ЕЩЕ ОДНА КОМИССИЯ
ЕЩЕ ОДНА КОМИССИЯ
В середине марта в лагере узнали, что ожидается приезд югославской, титовской комиссии, которая получила право произвести допрос некоторых лиц, на которых она накладывает вето и требует их выдачи.
Не у одной меня сжалось сердце. Однако, я себя утешала тем, что кто-то будет еще мной интересоваться. В лагере сидели высшие офицеры дивизии принца Евгения Савойского, бывшие чины Гестапо и «С. Д.», хорватские офицеры, чиновники министерства этой, созданной немцами, республики, пролившей море крови. Тут были венгры, служившие в частях, оккупировавших Срем и Банат в Югославии. Мне не хотелось думать о том, что могло меня ожидать или произойти. Мы жили своей рабочей жизнью, которая давала нам громадное моральное удовлетворение. Благодаря доверию, которое мне оказывал Марш, мне удалось взять в мастерскую и Манечку И., которая, умея шить на машине, делала нам все заготовки для ботинок. Вниманием Рааба и девушек-квэйкерш, мы получили достаточно материала, и весь лагерь готовил подарки домой. Впервые заключенным было разрешено отправить домой «зимние вещи» и выписать летнюю, более легкую одежду. Разрешено было в посылки с вещами вложить сделанные в Вольфсберге «сувениры». По всем баракам, не только у нас, мастерили, делали, с любовью, с надеждой, с трогательной неловкостью. Выкройки животных и игрушек расползлись по всему лагерю.

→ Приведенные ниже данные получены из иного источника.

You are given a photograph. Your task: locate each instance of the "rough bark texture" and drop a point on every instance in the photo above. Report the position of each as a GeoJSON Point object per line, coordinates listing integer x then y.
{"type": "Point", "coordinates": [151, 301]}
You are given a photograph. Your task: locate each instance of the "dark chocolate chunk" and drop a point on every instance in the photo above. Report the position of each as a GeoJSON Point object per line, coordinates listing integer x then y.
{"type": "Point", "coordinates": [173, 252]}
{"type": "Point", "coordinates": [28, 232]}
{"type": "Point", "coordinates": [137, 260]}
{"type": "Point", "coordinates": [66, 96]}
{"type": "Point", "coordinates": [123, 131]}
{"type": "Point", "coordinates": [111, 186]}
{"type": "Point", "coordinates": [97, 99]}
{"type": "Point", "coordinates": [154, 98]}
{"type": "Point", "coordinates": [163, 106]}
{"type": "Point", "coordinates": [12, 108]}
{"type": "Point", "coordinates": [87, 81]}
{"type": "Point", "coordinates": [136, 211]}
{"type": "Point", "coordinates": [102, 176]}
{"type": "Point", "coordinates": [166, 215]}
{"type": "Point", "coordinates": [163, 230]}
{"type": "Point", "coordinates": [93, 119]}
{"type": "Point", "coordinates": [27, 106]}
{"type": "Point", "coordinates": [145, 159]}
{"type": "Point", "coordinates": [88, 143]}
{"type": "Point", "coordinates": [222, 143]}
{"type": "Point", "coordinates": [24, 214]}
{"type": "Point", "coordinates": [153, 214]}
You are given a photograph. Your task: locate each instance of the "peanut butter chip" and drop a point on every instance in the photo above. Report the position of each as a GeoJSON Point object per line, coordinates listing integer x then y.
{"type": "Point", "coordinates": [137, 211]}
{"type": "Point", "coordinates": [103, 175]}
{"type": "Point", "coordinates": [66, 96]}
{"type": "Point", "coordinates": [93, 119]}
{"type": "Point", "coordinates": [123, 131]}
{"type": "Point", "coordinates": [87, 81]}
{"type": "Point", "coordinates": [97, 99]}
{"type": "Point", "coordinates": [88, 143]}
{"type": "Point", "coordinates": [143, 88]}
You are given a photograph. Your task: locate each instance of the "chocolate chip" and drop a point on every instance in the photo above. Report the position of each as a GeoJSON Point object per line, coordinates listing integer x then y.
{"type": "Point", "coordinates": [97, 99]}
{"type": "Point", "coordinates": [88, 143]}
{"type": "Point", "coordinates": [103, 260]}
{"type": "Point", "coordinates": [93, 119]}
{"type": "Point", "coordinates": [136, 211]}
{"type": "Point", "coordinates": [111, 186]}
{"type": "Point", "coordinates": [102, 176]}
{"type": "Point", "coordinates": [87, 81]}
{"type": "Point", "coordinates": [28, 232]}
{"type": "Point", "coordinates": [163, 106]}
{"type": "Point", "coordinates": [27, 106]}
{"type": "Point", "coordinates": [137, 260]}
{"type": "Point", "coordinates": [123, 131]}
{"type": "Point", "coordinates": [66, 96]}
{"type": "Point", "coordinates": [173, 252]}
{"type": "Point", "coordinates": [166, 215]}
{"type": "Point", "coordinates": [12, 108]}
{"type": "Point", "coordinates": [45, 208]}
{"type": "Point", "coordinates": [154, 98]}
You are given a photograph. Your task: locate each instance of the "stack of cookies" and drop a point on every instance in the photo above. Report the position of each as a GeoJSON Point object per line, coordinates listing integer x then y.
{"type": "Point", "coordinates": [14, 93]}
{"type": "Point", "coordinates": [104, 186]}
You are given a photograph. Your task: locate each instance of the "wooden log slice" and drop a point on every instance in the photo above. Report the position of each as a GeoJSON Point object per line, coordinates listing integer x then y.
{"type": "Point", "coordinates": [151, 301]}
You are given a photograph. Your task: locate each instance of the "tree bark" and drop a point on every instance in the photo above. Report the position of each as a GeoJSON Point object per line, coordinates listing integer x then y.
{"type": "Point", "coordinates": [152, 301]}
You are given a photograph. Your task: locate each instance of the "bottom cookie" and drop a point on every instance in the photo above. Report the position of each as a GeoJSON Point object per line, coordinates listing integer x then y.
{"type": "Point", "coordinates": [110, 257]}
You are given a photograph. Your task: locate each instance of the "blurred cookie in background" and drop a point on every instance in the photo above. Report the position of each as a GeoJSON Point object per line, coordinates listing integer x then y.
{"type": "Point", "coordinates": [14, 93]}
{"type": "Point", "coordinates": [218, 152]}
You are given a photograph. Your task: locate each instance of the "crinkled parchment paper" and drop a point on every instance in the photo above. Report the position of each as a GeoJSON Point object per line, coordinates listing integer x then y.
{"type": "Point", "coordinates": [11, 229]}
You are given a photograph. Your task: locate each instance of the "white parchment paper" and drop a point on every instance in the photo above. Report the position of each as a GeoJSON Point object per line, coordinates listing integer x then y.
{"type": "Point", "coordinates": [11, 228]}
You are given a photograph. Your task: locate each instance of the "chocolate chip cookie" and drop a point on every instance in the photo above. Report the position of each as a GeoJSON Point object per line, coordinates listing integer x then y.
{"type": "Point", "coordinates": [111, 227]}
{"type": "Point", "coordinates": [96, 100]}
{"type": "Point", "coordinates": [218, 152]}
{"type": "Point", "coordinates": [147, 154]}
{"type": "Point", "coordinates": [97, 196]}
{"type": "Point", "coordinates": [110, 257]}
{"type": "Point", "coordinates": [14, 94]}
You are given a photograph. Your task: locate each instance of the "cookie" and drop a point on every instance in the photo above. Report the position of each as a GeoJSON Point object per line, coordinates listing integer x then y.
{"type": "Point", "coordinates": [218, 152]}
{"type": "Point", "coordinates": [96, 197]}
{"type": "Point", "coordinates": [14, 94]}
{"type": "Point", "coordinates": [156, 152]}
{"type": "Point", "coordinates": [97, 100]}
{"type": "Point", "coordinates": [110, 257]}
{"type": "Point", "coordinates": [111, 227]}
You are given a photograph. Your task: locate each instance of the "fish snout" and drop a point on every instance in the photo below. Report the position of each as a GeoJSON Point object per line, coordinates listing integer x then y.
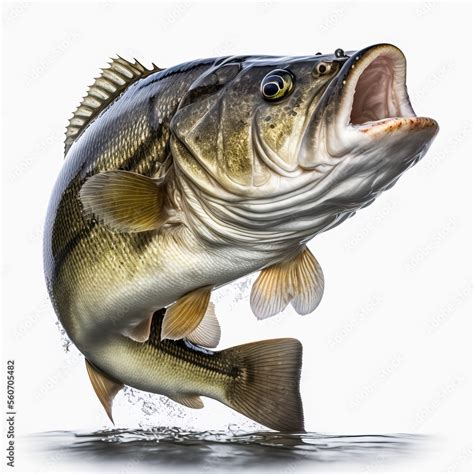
{"type": "Point", "coordinates": [371, 102]}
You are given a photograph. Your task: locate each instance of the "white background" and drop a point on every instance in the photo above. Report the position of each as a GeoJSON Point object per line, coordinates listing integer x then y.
{"type": "Point", "coordinates": [388, 349]}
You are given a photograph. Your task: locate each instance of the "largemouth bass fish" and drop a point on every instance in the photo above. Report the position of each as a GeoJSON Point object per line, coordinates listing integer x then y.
{"type": "Point", "coordinates": [181, 180]}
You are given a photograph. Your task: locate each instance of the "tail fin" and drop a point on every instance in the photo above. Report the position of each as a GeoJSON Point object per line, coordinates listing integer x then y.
{"type": "Point", "coordinates": [266, 384]}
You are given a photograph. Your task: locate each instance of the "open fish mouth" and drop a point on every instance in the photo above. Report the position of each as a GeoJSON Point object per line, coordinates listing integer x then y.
{"type": "Point", "coordinates": [374, 97]}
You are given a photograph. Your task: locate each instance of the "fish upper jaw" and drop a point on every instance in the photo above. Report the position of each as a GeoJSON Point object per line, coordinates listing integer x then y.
{"type": "Point", "coordinates": [370, 104]}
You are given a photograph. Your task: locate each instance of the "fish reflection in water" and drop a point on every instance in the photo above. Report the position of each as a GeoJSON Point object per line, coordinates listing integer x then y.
{"type": "Point", "coordinates": [175, 448]}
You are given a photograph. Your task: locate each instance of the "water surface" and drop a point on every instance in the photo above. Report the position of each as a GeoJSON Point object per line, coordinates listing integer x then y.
{"type": "Point", "coordinates": [178, 450]}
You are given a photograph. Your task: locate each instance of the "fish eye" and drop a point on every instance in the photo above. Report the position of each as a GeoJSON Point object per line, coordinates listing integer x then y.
{"type": "Point", "coordinates": [322, 68]}
{"type": "Point", "coordinates": [277, 84]}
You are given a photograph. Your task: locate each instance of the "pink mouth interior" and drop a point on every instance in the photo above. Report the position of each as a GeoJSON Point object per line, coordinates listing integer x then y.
{"type": "Point", "coordinates": [380, 92]}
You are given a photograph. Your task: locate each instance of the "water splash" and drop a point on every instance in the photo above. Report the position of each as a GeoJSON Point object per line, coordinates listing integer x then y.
{"type": "Point", "coordinates": [182, 450]}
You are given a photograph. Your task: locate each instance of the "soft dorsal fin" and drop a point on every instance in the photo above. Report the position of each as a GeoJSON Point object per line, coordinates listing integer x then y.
{"type": "Point", "coordinates": [106, 88]}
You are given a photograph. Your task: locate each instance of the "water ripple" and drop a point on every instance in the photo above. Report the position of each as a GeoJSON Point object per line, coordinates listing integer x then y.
{"type": "Point", "coordinates": [178, 449]}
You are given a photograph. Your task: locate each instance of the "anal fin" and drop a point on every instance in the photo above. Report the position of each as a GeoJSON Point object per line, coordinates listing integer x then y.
{"type": "Point", "coordinates": [185, 315]}
{"type": "Point", "coordinates": [208, 333]}
{"type": "Point", "coordinates": [188, 400]}
{"type": "Point", "coordinates": [105, 387]}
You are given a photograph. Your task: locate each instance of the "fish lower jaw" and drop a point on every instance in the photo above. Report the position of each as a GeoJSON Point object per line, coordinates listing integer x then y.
{"type": "Point", "coordinates": [396, 124]}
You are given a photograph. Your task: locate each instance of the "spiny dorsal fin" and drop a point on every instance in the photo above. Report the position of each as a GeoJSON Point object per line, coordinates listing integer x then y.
{"type": "Point", "coordinates": [106, 88]}
{"type": "Point", "coordinates": [105, 387]}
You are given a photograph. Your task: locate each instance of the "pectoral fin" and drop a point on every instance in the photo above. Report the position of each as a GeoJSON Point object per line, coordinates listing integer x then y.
{"type": "Point", "coordinates": [104, 387]}
{"type": "Point", "coordinates": [141, 332]}
{"type": "Point", "coordinates": [124, 201]}
{"type": "Point", "coordinates": [190, 401]}
{"type": "Point", "coordinates": [208, 333]}
{"type": "Point", "coordinates": [299, 281]}
{"type": "Point", "coordinates": [184, 316]}
{"type": "Point", "coordinates": [270, 292]}
{"type": "Point", "coordinates": [308, 283]}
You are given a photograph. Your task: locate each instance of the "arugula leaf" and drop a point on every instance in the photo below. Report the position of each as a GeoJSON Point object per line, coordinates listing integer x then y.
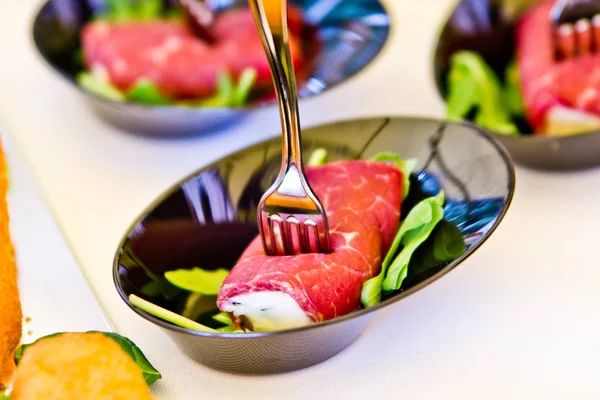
{"type": "Point", "coordinates": [473, 84]}
{"type": "Point", "coordinates": [150, 373]}
{"type": "Point", "coordinates": [244, 87]}
{"type": "Point", "coordinates": [102, 89]}
{"type": "Point", "coordinates": [224, 94]}
{"type": "Point", "coordinates": [445, 244]}
{"type": "Point", "coordinates": [198, 280]}
{"type": "Point", "coordinates": [144, 91]}
{"type": "Point", "coordinates": [223, 318]}
{"type": "Point", "coordinates": [416, 227]}
{"type": "Point", "coordinates": [129, 10]}
{"type": "Point", "coordinates": [167, 315]}
{"type": "Point", "coordinates": [512, 90]}
{"type": "Point", "coordinates": [405, 166]}
{"type": "Point", "coordinates": [413, 233]}
{"type": "Point", "coordinates": [161, 287]}
{"type": "Point", "coordinates": [317, 158]}
{"type": "Point", "coordinates": [19, 352]}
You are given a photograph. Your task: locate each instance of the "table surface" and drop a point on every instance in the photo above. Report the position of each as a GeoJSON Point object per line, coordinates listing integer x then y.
{"type": "Point", "coordinates": [519, 319]}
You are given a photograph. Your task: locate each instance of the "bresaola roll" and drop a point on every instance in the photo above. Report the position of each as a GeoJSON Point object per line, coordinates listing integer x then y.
{"type": "Point", "coordinates": [559, 97]}
{"type": "Point", "coordinates": [362, 200]}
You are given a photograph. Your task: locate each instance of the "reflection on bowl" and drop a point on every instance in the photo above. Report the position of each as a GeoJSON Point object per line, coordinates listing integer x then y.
{"type": "Point", "coordinates": [340, 40]}
{"type": "Point", "coordinates": [208, 219]}
{"type": "Point", "coordinates": [490, 33]}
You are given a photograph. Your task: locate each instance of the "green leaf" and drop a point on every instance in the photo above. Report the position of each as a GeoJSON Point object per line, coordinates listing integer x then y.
{"type": "Point", "coordinates": [150, 373]}
{"type": "Point", "coordinates": [131, 10]}
{"type": "Point", "coordinates": [405, 166]}
{"type": "Point", "coordinates": [101, 89]}
{"type": "Point", "coordinates": [198, 280]}
{"type": "Point", "coordinates": [473, 85]}
{"type": "Point", "coordinates": [144, 91]}
{"type": "Point", "coordinates": [167, 315]}
{"type": "Point", "coordinates": [224, 94]}
{"type": "Point", "coordinates": [414, 230]}
{"type": "Point", "coordinates": [317, 158]}
{"type": "Point", "coordinates": [245, 84]}
{"type": "Point", "coordinates": [148, 9]}
{"type": "Point", "coordinates": [19, 352]}
{"type": "Point", "coordinates": [223, 318]}
{"type": "Point", "coordinates": [512, 90]}
{"type": "Point", "coordinates": [448, 243]}
{"type": "Point", "coordinates": [161, 287]}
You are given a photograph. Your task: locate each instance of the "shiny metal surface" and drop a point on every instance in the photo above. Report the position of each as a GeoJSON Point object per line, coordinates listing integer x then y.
{"type": "Point", "coordinates": [487, 27]}
{"type": "Point", "coordinates": [343, 38]}
{"type": "Point", "coordinates": [209, 217]}
{"type": "Point", "coordinates": [576, 27]}
{"type": "Point", "coordinates": [291, 219]}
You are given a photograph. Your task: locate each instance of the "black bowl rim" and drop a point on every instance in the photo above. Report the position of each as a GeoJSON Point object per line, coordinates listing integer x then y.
{"type": "Point", "coordinates": [256, 106]}
{"type": "Point", "coordinates": [355, 314]}
{"type": "Point", "coordinates": [521, 137]}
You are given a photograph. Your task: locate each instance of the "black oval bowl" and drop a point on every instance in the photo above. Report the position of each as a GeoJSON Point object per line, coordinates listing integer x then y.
{"type": "Point", "coordinates": [494, 41]}
{"type": "Point", "coordinates": [208, 218]}
{"type": "Point", "coordinates": [339, 43]}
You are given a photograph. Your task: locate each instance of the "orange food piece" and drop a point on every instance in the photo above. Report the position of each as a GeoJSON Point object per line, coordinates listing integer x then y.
{"type": "Point", "coordinates": [10, 304]}
{"type": "Point", "coordinates": [86, 366]}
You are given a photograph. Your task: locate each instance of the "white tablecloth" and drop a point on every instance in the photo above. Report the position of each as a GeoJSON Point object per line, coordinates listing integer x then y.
{"type": "Point", "coordinates": [519, 319]}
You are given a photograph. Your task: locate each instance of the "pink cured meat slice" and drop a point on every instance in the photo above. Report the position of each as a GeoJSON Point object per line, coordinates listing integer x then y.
{"type": "Point", "coordinates": [169, 54]}
{"type": "Point", "coordinates": [545, 83]}
{"type": "Point", "coordinates": [362, 200]}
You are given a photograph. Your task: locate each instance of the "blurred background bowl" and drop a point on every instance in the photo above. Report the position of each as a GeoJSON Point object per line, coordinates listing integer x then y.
{"type": "Point", "coordinates": [343, 37]}
{"type": "Point", "coordinates": [209, 218]}
{"type": "Point", "coordinates": [487, 27]}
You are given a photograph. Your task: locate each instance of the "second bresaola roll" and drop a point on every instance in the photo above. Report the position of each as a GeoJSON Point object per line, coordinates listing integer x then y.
{"type": "Point", "coordinates": [362, 200]}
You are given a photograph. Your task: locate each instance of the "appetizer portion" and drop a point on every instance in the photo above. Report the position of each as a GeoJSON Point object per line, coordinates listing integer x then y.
{"type": "Point", "coordinates": [10, 304]}
{"type": "Point", "coordinates": [551, 89]}
{"type": "Point", "coordinates": [536, 94]}
{"type": "Point", "coordinates": [161, 60]}
{"type": "Point", "coordinates": [388, 234]}
{"type": "Point", "coordinates": [89, 366]}
{"type": "Point", "coordinates": [362, 200]}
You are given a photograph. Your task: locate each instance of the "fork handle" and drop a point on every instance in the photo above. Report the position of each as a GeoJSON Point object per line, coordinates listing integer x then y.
{"type": "Point", "coordinates": [271, 19]}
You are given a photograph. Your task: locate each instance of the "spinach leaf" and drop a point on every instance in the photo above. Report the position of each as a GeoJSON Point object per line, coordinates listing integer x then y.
{"type": "Point", "coordinates": [244, 87]}
{"type": "Point", "coordinates": [150, 373]}
{"type": "Point", "coordinates": [445, 244]}
{"type": "Point", "coordinates": [19, 352]}
{"type": "Point", "coordinates": [198, 280]}
{"type": "Point", "coordinates": [416, 227]}
{"type": "Point", "coordinates": [92, 84]}
{"type": "Point", "coordinates": [130, 10]}
{"type": "Point", "coordinates": [317, 158]}
{"type": "Point", "coordinates": [512, 90]}
{"type": "Point", "coordinates": [167, 315]}
{"type": "Point", "coordinates": [161, 287]}
{"type": "Point", "coordinates": [144, 91]}
{"type": "Point", "coordinates": [223, 318]}
{"type": "Point", "coordinates": [473, 85]}
{"type": "Point", "coordinates": [224, 94]}
{"type": "Point", "coordinates": [405, 166]}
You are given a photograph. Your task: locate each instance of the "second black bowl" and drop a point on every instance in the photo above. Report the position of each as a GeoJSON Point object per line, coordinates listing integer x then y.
{"type": "Point", "coordinates": [487, 27]}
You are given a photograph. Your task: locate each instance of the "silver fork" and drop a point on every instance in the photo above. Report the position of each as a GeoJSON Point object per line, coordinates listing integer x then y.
{"type": "Point", "coordinates": [575, 28]}
{"type": "Point", "coordinates": [291, 218]}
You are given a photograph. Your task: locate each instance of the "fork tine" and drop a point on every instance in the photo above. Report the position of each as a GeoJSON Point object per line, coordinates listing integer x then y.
{"type": "Point", "coordinates": [583, 36]}
{"type": "Point", "coordinates": [292, 235]}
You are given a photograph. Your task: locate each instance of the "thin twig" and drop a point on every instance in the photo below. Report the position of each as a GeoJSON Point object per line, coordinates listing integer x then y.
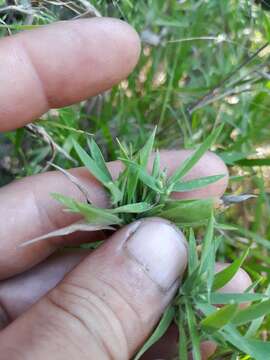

Помню тот день, когда «латрина» сообщила, что югославская комиссия прибыла. Состояла она из трех офицеров, майора Остойи Звездича (Оскар Штерн из Загреба), какого-то безымянного для нас поручика-писаря и майора Озны Марьяна Трбовшека, партизана, бывшего дирижера маленького джаз-ансамбля Люблянской радиостанции.
Весть пришла около полудня, и к вечеру мы получили официальное подтверждение. На бараке ФСС вывесили объявление, которое затем прочли и киперы, что на следующий день на допрос югославской политической комиссии вызываются…
Следовали имена трех крупных офицеров и затем мое! После меня еще человек пятнадцать.
Что писать о том, что я пережила в эту ночь, на следующее утро и до 11 часов дня, когда за мной пришел сержант-майор «Моська»!
Женский блок провожал меня в то утро на работу, как человека, идущего на казнь. Инвалиды сидели с постными лицами. Работа не клеилась. Не было шуток; все громко и глубоко вздыхали. По линии «латрины» мы знали, что ровно в 8 часов утра был вызван первый полковник, командир одного из полков дивизии принца Евгения Савойского. Через час — другой. Через час — третий. Он задержался довольно долго. Допрошенных не задерживали в ФСС, не вели в «С. П.». Они возвращались в бараки.
Когда «Моська» пришел за мной, он хотел меня ободрить, пошутить со мной и не нашел ничего более подходящего, как сказать: — Ду, «блонди» — капут! Югослав-коммунист… и показал жестами, как меня будут вешать.
Его забавная рожица сморщилась в гримасу, и, махнув рукой, он прибавил: — Никс спрекен! Кип юр маут шат! Сэй — никс виссен! Молчи-де и на все отвечай, что ничего не знаешь!
По дороге он мне быстро сунул в руку полную коробку, двадцать штук, папирос «Кэпстен».
Не скрою, что у меня мутилось в голове. Ноги казались ватными. Мне стоило громадных усилий держать себя в руках и не показать свое волнение и… страх. Страх перед грядущим, перед неизвестным, перед возможностью быть выданной в Югославию и кончить так, как кончили другие, выданные из Вольфсберга.